Mamie took no gruff or condescending remarks about the 200 pounds on her 5′ 4″ frame. She admitted to everyone, including her mother, that she lived for three things: Hot music, cold beer, and hard cocks. She had no intentions of giving up any of her three pleasures, including the beer. If some neurotic bulimic skinny woman stared at Mamie in disapproval, Mamie would meet that woman to her face and tell her that yes, she did indeed like to eat good hearty food — but she only wanted to taste it going in one direction, apparently unlike some of the people in the room.

Mamie’s life slowed down only slightly when she became the legal guardian of her 12-year-old neice Jennifer, whose father was in jail for two years for growing pot and whose mother had just declared herself unable to cope with the girl.

Jennifer was a sweet young thing, obviously trained for what her mother thought would be a good life for a girl (be nice, make friends, find a more stable man than Jennifer’s father had been).

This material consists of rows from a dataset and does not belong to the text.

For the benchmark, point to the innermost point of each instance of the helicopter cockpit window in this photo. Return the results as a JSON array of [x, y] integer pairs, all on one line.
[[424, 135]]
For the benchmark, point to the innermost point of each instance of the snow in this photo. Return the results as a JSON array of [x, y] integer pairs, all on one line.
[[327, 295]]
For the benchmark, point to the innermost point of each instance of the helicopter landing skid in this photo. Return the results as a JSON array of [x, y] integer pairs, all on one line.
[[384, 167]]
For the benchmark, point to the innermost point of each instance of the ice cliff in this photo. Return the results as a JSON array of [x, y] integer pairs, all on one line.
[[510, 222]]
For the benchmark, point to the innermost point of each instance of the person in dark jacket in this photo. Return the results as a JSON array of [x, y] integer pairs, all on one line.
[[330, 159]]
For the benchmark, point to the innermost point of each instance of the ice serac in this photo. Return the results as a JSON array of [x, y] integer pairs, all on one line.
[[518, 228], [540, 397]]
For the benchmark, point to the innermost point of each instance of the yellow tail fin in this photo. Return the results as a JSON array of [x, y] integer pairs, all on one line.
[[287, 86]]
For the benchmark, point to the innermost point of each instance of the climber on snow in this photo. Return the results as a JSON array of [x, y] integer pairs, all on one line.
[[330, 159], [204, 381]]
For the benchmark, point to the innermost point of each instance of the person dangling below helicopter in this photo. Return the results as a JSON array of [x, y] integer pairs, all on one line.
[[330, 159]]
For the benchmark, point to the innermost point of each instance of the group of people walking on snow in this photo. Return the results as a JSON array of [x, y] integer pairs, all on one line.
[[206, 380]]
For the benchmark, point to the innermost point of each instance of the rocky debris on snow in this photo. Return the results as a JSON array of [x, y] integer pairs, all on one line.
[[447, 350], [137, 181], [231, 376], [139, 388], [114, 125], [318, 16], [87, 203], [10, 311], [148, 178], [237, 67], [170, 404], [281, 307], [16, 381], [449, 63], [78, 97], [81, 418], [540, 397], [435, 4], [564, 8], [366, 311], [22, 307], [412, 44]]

Mamie immediately knew that she had to change this girl around to save her life. Mamie knew nice and sweet didn’t cut it in the near-millennial era, when a woman could expect to have to support herself for life in the hostile universe of corporate day jobs. She’d have to make this little girl aware of and hoping for something better than the dreaded fate of wasting her life in the temp pool of some law office. In short, she had to punkify this girl and do so quickly, in case her mom suddenly decided she wanted her back.

Mamie promptly commenced to give Jennifer teen-punk basic training. The 12-year-old got a crash course in the history of the music of immediacy and “No Future” that had been around since five years before she was born. Jennifer was encouraged to express her “real feelings” if said feelings were angry or skeptical She was discouraged from appearing peppy or spunky when those expressions were clearly out of sync with the reality fo the world around her. The only thing Mamie never showed Jennifer was the Beer Dildo; though Mamie did fantasize about how level-headed she’d be if Jennifer accidentally found its hiding place in the dresser.

Mamie got Jennifer an all-black wardrobe, including boots, and encouraged her to wear it around the house until she gradually assumed its particular image of beauty. Jennifer learned the steps toward a proper punk attitude: the precise combination of decadance and righteousness, the importance of fighting for your right to party.

As Jennifer grew more comfortable in the black clothes, she started wearing them in the neighborhood. Finally, the day came for Jennifer to wear black to school. Mamie gave her a full pep talk about standing up for herself and not letting anybody put her down for who she really was. Mamie told Jennifer that if anything happened to her bad in school, to feel free to call her on the pager at any time.

As Mamie went off on her daily rounds of errands and deals, she felt an unfamiliar sense of trepidation. She didn’t know how to deal with it. She’d been so independent, for so long, that the notion of being on the verge of despair over somebody else’s fate quietly scared her. Not that Mamie let it show to anybody, of course.

Mamie made sure to get home to her basement apartment in time. As she waited for Jennifer to come home, she planned the next step in Jennifer’s transformation, a tasteful cotton-candy-pink hair dye. Mamie couldn’t keep her mind on it, though. She found herself uncomfortably afaid for Jennifer’s fate. She smoked her last pack of Marlboros, and then finished off the panic-pack of Kools she’d kept hidden in the top cupboards. She drank a quarter-bottle of Monarch Vodka mixed with Safeway Select lemon-lime. She put on her precious vinyl Fear LP and nodded into punk heaven in earphones. She was well numbed for any result when Jennifer opened the door and entered the room.